# Illegal AK parts?



## ruger1 (Jan 2, 2011)

If you have a imported AK and want to put a folding stock and a muzzle break / flash suppressor on it and the parts are US made is that illegal? This question came up when I was in a local shop and it has me curious especially since the assault ban has been over for some time.


----------



## JD7.62 (Feb 13, 2008)

ruger1 said:


> If you have a imported AK and want to put a folding stock and a muzzle break / flash suppressor on it and the parts are US made is that illegal? This question came up when I was in a local shop and it has me curious especially since the assault ban has been over for some time.


The assault weapons ban has nothing to do with 922r which regulates parts counts, well technically importation and country of origin.

It basically says that certain arms deemed "non sporting" cant be imported into the US. Theyve decided that these weapons can not have more then ten foreign made parts to be considered US made. The AK has a total of fifteen separate parts according to the BATFE so five of those must be US made for it to be allowed to be sold to the public and not considered "foreign made."
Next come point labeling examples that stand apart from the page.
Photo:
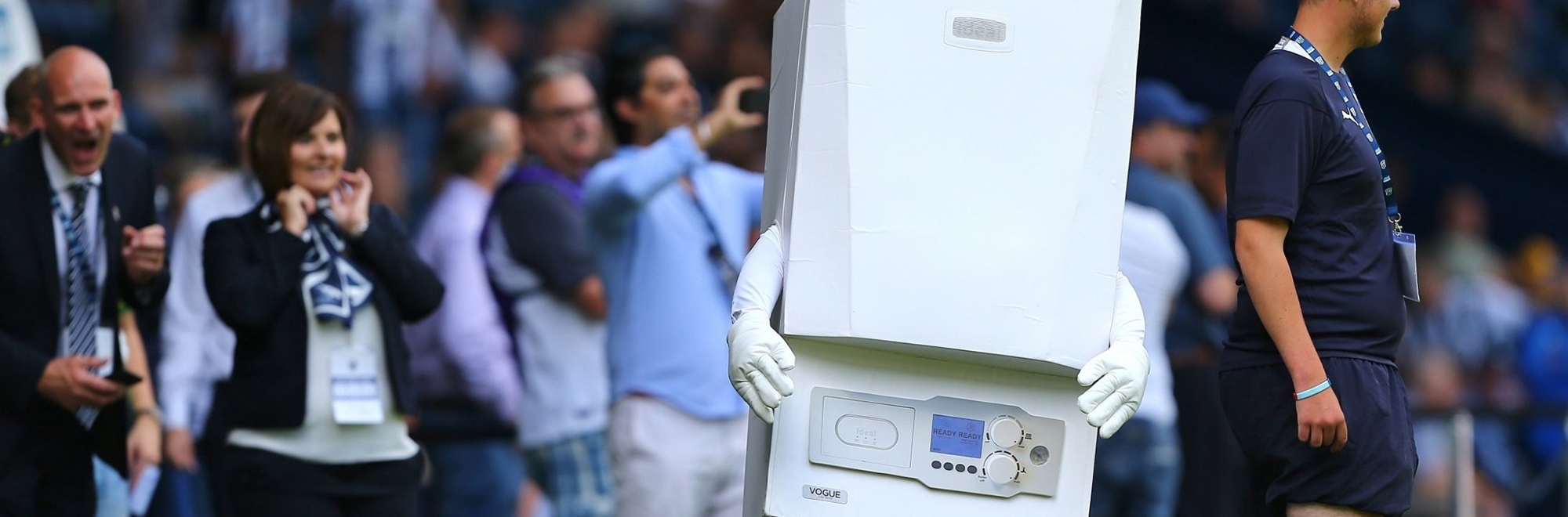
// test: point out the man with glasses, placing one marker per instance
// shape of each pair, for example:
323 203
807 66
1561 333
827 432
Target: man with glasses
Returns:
543 273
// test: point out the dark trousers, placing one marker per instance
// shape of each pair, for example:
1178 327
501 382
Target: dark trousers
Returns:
51 472
474 461
211 449
1216 479
266 485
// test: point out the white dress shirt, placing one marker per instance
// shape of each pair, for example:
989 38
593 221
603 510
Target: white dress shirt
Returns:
1155 261
198 349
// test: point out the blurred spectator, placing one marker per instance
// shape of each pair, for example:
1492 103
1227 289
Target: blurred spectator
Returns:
1464 248
1457 353
18 96
18 48
545 277
576 29
198 349
465 374
1163 142
1544 367
405 60
316 283
495 46
670 230
258 35
1138 472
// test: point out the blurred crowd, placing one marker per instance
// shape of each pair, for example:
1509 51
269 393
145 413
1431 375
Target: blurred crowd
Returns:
451 99
1501 62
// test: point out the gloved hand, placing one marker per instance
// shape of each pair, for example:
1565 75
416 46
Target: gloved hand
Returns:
758 364
758 356
1117 377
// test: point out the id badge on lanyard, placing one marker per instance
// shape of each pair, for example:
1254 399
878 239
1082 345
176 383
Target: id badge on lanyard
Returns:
1404 244
357 391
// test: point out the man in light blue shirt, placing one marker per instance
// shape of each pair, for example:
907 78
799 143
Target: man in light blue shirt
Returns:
670 230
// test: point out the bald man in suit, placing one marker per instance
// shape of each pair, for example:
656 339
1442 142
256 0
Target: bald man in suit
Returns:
81 237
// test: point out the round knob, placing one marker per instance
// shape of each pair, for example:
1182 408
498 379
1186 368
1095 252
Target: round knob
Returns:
1007 433
1001 468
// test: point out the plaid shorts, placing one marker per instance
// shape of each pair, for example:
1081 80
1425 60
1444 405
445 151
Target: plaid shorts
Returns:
575 474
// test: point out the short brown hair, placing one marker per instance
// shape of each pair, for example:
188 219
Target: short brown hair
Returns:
286 114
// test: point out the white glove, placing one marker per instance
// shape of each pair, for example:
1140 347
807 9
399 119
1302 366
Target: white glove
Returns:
1120 374
758 356
758 364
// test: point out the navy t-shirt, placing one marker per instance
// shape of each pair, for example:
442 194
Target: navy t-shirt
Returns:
1296 154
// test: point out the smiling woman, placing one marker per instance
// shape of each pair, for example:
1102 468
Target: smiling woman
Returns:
300 139
318 283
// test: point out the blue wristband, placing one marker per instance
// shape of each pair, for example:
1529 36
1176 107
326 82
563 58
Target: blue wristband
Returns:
1313 391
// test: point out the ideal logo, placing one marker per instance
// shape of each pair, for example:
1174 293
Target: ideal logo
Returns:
822 494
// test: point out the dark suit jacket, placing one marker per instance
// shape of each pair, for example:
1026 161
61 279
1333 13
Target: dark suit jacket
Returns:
253 280
31 297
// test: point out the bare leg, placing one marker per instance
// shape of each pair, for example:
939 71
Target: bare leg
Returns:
1313 510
The five parts most commonly put on to be US made are:

buttstock and hand guards - count as one part
pistol grip
FCG - I'm pretty sure they are considered one part as well
muzzle break
gas piston
magazine - counts as three parts

These parts are identical to foreign made counter parts but hey, no one said the .gov ever did anything that made since.
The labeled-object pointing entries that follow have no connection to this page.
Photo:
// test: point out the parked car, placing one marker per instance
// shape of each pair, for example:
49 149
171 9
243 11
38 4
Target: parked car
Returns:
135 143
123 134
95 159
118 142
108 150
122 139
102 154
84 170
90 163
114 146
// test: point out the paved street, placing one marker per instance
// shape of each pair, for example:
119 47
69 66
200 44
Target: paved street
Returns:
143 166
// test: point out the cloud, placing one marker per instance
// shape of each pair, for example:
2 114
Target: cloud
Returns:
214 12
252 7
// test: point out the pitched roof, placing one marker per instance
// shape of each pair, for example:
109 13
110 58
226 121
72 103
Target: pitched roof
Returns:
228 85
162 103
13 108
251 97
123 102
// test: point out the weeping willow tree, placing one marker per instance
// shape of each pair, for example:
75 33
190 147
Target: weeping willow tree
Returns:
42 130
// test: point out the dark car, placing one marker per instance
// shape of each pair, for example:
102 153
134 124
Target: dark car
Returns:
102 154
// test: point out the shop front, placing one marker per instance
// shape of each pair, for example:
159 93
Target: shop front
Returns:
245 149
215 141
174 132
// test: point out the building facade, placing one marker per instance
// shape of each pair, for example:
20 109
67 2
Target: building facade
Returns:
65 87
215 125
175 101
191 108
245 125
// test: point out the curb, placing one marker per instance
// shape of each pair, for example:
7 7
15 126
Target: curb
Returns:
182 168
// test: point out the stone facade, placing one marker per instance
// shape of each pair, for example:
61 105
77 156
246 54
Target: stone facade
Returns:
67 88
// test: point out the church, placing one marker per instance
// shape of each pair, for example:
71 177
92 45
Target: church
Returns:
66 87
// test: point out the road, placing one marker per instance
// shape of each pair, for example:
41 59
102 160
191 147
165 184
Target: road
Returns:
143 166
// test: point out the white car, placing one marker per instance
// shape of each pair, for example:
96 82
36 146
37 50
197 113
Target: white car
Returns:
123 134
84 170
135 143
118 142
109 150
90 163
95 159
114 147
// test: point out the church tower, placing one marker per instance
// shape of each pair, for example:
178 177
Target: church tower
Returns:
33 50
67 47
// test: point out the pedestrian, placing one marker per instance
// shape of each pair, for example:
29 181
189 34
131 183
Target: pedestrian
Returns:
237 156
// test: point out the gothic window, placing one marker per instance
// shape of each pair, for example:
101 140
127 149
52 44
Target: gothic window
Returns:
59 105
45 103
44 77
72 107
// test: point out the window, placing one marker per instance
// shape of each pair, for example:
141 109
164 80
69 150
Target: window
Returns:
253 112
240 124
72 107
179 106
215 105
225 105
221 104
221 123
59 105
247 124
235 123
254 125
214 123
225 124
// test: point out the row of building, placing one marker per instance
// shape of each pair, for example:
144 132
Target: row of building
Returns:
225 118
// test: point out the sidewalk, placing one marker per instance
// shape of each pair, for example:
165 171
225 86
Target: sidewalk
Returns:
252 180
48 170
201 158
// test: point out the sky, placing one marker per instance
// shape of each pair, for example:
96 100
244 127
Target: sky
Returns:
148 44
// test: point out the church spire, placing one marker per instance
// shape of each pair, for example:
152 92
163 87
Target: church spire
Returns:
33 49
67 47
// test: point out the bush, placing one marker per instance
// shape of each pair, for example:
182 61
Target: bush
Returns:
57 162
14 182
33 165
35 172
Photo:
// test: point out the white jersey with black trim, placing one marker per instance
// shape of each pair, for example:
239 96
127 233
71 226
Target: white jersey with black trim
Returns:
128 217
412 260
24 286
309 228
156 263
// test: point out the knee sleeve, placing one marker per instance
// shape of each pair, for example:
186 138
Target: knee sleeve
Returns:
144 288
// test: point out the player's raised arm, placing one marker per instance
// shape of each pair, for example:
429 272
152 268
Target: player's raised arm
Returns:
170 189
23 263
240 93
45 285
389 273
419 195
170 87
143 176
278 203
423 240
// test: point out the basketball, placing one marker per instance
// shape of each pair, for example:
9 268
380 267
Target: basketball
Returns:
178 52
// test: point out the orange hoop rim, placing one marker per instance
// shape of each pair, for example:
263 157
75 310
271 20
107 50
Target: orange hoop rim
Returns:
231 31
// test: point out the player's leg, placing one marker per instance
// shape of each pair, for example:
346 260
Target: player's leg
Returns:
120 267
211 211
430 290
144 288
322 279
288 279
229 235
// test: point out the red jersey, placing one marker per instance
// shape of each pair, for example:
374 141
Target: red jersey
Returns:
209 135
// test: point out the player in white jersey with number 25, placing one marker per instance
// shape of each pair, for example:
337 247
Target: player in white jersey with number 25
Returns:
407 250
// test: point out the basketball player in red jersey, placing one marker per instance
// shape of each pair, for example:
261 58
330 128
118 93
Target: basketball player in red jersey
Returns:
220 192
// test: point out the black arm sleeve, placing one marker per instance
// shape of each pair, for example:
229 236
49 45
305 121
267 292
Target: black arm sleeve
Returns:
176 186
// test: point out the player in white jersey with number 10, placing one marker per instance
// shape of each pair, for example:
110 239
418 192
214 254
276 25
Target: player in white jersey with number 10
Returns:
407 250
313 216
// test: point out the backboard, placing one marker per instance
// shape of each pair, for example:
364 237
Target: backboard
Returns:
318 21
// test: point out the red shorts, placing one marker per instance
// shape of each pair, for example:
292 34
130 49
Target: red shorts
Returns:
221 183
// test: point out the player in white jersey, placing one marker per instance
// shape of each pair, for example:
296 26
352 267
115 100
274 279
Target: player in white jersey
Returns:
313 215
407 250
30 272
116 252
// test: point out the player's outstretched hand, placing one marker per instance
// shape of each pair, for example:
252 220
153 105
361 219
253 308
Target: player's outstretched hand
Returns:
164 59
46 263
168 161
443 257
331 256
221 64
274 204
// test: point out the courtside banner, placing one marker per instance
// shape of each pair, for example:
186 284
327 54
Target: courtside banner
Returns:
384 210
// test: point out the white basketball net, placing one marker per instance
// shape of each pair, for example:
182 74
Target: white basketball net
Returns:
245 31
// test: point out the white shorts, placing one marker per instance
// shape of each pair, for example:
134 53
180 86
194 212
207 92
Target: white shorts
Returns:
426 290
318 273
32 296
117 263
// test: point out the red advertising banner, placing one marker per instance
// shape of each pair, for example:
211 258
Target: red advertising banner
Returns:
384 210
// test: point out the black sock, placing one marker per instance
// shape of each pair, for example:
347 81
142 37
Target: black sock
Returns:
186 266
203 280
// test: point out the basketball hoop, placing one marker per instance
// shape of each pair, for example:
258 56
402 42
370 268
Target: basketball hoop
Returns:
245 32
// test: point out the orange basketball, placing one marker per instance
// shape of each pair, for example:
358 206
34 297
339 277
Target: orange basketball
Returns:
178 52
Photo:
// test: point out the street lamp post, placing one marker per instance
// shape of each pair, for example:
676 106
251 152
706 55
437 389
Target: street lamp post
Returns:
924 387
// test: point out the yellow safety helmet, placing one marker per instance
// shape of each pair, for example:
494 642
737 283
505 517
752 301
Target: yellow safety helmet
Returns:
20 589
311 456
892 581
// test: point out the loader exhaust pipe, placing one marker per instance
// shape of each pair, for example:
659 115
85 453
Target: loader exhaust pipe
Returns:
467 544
Personally I believe the law applies to the importation and initial retail of the rifle and what the end user decides to do is irrelevant. However, Im no lawyer nor play one on TV. No individual to my knowledge has ever been charged and prosecuted for violating this law.

To answer your question, as long as you have no more then ten foreign made parts on your rifle you are fine.


----------



## SHO-NUFF (May 30, 2011)

You are talking about adding more US made parts, so it is not a problem.
The 922R rule to be compliant is apparently geared more towards the importers of the rifles, and most will have US made barrels along with gas pistons and trigger groups.

As JD7.62 stated, I have also never heard of an individual being charged for having non compliant, or not enough US made parts on an AK-47. Other than it being modified to fire as an automatic weapon.


----------



## ruger1 (Jan 2, 2011)

That's kind of what I thought just got my laws mixed up. The owner of the shop, (and I overhead this conversation) was sayin that if you replace the stock or add a suppressor muzzle break that it would be breaking federal law,but I just didn't see how especially if you replaced part for part with US parts. Thanks for clearing this up.


----------